Bluesky does not provide a strong recommendation on that path; that a detail
left to the local deployment.

Bluesky formerly recommended using :class:`~historydict.HistoryDict` --- a
Python dictionary backed by a sqlite database file. This approach proved
problematic with the threading introduced in bluesky v1.6.0, so it is no longer
recommended. If you have been following that recommendation, you should migrate
your metadata from `~historydict.HistoryDict` to
:class:`~bluesky.utils.PersistentDict`. First, update your configuration to
make ``RE.md`` a :class:`~bluesky.utils.PersistentDict` as shown above. Then,
migrate like so:

.. code-block:: python

   from bluesky.utils import get_history
   old_md = get_history()
   RE.md.update(old_md)

The :class:`~bluesky.utils.PersistentDict` object has been back-ported to
bluesky v1.5.6 as well. It is not available in 1.4.x or older, so once you move
to the new system, you must run bluesky v1.5.6 or higher.

.. warning::

    The ``RE.md`` object can also be set when the RunEngine is instantiated:

    .. code-block:: python

        # This:
        RE = RunEngine(...)

        # is equivalent to this:
        RE = RunEngine({})
        RE.md = ...

    As we stated
    :ref:`at the start of the tutorial <tutorial_run_engine_setup>`, if you are
    using bluesky at a user facility or with shared configuration, your
    ``RE`` may already be configured, and defining a new ``RE`` as above can
    result in data loss! If you aren't sure, it's safer to use ``RE.md = ...``.


Allowed Data Types
------------------

Custom metadata keywords can be mapped to:

* strings --- e.g., ``task='calibration'``
* numbers --- e.g., ``attempt=5``
* lists or tuples --- e.g., ``dimensions=[1, 3]``
* (nested) dictionaries --- e.g., ``dimensions={'width': 1, 'height': 3}``


Required Fields
---------------

The fields:

* **uid**
* **time**

are reserved by the document model and cannot be set by the user.

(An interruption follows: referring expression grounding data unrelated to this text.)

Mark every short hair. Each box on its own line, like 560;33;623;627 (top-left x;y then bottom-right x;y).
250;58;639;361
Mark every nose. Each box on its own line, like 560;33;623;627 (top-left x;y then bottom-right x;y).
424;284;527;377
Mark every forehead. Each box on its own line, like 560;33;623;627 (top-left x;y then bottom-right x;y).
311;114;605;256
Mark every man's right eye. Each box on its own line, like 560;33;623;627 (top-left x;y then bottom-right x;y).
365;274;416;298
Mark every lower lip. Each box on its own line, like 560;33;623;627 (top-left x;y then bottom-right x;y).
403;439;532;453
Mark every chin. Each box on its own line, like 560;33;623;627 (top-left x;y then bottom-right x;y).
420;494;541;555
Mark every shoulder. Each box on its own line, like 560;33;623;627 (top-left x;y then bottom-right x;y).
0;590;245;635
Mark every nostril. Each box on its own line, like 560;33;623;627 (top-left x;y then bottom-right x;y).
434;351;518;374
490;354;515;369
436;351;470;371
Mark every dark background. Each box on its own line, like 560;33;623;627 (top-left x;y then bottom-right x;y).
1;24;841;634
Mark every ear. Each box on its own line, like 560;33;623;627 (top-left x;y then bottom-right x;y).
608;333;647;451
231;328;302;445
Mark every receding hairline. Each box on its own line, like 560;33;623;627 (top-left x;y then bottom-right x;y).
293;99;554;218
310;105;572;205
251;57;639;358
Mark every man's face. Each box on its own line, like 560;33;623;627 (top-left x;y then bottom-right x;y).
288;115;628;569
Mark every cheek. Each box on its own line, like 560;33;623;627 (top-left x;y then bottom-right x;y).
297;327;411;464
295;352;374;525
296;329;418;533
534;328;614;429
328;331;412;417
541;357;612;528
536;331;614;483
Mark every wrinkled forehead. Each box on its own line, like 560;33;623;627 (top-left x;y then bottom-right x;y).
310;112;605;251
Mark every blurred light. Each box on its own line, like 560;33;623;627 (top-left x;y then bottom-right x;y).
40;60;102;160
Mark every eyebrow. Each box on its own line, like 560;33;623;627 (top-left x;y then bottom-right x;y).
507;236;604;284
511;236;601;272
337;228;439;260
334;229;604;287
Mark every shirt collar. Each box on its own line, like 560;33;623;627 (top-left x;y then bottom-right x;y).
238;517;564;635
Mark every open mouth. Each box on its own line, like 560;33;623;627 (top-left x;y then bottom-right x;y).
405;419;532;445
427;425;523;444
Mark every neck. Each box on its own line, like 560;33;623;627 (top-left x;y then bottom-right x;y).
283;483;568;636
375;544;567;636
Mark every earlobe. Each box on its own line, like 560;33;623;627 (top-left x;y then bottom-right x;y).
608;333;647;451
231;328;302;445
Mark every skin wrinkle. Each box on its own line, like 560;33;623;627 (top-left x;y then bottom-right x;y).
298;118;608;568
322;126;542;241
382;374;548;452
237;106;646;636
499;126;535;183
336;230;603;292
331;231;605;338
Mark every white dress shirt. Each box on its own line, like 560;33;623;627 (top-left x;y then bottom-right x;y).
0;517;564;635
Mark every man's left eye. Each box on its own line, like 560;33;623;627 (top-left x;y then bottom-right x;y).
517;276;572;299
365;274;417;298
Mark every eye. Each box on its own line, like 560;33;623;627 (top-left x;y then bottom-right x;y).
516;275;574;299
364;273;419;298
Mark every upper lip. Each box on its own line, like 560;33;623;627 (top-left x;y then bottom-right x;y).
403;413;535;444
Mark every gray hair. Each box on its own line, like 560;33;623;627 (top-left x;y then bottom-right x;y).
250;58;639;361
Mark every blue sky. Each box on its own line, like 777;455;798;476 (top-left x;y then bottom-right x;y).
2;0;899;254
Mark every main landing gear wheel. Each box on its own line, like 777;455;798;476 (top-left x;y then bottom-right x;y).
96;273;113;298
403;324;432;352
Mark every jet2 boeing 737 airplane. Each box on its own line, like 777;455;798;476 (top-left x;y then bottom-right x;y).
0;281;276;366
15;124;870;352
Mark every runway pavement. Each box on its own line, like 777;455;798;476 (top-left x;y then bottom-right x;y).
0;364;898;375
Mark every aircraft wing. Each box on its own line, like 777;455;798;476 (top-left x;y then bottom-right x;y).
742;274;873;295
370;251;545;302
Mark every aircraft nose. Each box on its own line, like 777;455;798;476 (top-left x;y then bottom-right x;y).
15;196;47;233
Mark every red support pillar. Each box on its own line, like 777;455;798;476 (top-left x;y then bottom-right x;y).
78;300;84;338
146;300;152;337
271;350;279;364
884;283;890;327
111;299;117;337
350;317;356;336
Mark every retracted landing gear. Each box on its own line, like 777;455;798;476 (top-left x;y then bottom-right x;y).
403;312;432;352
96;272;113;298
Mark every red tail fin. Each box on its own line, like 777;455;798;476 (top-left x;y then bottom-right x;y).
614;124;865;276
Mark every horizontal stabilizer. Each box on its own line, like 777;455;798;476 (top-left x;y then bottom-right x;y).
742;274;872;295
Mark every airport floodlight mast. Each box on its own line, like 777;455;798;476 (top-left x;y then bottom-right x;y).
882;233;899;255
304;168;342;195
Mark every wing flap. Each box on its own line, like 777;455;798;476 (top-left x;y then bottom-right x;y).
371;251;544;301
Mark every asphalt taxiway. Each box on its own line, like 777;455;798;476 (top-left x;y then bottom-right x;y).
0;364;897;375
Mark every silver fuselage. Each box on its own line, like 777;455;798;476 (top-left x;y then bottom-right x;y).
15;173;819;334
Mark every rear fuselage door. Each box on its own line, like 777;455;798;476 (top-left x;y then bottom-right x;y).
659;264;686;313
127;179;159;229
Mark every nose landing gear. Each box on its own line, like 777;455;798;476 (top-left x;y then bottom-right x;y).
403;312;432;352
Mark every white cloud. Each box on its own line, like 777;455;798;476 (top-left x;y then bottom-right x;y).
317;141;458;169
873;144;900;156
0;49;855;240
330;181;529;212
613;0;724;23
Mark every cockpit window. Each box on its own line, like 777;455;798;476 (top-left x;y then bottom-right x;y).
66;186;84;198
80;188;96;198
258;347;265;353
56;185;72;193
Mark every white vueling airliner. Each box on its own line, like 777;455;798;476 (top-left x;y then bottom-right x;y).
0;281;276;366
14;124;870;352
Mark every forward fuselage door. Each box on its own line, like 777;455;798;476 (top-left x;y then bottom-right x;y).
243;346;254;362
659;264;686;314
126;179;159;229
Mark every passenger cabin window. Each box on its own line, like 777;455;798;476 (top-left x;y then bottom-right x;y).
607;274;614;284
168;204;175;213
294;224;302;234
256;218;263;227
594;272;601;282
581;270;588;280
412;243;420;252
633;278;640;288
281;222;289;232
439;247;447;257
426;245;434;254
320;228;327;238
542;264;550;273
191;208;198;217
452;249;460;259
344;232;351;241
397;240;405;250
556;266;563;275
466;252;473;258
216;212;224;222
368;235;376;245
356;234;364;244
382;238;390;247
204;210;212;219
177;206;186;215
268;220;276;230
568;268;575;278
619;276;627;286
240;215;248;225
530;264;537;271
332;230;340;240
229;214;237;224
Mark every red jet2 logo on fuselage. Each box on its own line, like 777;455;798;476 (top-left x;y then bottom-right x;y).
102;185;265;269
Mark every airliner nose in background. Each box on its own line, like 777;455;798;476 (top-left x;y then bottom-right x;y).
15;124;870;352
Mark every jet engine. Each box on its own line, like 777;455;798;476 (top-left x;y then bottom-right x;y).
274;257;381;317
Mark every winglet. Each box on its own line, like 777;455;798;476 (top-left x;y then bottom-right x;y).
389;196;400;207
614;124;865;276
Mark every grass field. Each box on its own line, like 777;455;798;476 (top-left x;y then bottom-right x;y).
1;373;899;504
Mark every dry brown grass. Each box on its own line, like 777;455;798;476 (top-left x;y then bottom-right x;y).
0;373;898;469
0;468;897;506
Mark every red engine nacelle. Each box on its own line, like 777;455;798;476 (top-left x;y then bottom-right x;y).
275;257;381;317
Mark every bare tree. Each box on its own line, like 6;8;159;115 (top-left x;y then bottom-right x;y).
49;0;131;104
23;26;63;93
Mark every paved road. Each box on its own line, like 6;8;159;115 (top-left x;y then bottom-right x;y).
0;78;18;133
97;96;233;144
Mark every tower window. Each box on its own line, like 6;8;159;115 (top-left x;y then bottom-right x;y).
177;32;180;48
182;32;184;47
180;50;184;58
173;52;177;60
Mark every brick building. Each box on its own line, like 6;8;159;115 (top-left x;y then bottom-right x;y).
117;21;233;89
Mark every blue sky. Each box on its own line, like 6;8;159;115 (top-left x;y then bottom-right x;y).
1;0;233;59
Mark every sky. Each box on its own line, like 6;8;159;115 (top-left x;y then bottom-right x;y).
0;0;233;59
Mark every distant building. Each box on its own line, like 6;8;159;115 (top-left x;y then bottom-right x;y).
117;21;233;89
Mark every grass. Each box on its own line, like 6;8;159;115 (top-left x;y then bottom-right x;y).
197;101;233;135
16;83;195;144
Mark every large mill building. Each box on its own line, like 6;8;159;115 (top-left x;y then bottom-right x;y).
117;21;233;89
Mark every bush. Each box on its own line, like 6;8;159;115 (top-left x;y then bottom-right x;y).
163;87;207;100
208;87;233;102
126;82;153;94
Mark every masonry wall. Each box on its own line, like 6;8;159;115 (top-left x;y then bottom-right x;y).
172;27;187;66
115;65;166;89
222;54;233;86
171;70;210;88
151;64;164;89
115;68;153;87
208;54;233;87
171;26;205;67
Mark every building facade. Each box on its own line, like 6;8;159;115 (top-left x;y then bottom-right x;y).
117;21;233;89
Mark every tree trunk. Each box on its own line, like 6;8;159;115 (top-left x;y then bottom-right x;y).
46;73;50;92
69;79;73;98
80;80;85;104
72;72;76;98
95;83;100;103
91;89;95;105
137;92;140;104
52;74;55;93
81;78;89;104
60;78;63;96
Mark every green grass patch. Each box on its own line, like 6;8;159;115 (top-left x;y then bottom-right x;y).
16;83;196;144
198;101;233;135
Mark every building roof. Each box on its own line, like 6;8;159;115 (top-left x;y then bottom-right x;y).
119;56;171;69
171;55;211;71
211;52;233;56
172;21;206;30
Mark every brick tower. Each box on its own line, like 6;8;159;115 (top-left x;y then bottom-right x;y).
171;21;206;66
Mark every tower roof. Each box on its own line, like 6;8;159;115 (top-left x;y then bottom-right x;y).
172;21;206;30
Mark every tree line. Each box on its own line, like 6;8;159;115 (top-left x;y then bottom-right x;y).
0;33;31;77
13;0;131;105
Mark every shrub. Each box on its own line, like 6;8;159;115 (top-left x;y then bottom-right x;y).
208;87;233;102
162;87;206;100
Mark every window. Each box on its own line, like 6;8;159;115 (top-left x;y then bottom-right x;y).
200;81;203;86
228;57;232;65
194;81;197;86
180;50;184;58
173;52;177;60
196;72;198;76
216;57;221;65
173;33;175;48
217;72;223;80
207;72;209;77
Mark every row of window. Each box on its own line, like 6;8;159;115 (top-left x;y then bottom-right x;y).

In current versions of bluesky, **no fields are universally required by bluesky
itself**. It is possible specify your own required fields in local
configuration. See :ref:`md_validator`. (At NSLS-II, there are facility-wide
requirements coming soon.)


Special Fields
--------------

Arbitrary custom fields are allowed --- you can invent any names that are
useful to you.

But certain fields are given special significance by bluesky's document model,
and are either disallowed are required to be a certain type.

The fields:

* **owner**
* **group**
* **project**

are optional but, to facilitate searchability, if they are not blank they must
be strings. A non-string, like ``owner=5`` will produce an error that will
interrupt scan execution immediately after it starts.

Similarly, the keyword **sample** has special significance. It must be either a
string or a dictionary.

The **scan_id** field is expected to be an integer, and it is automatically
incremented between runs. If a scan_id is not provided by the user or stashed
in the persistent metadata from the previous run, it defaults to 1.


.. _md_validator:

Validation
----------

Additional, customized metadata validation can be added to the RunEngine.
For example, to ensure that a run will not be executed unless the parameter
'sample_number' is specified, define a function that accepts a dictionary
argument and raises if 'sample_number' is not found.

.. code-block:: python

    def ensure_sample_number(md):
        if 'sample_number' not in md:
            raise ValueError("You forgot the sample number.")

Apply this function by setting

.. code-block:: python

    RE.md_validator = ensure_sample_number

The function will be executed immediately before each new run in opened.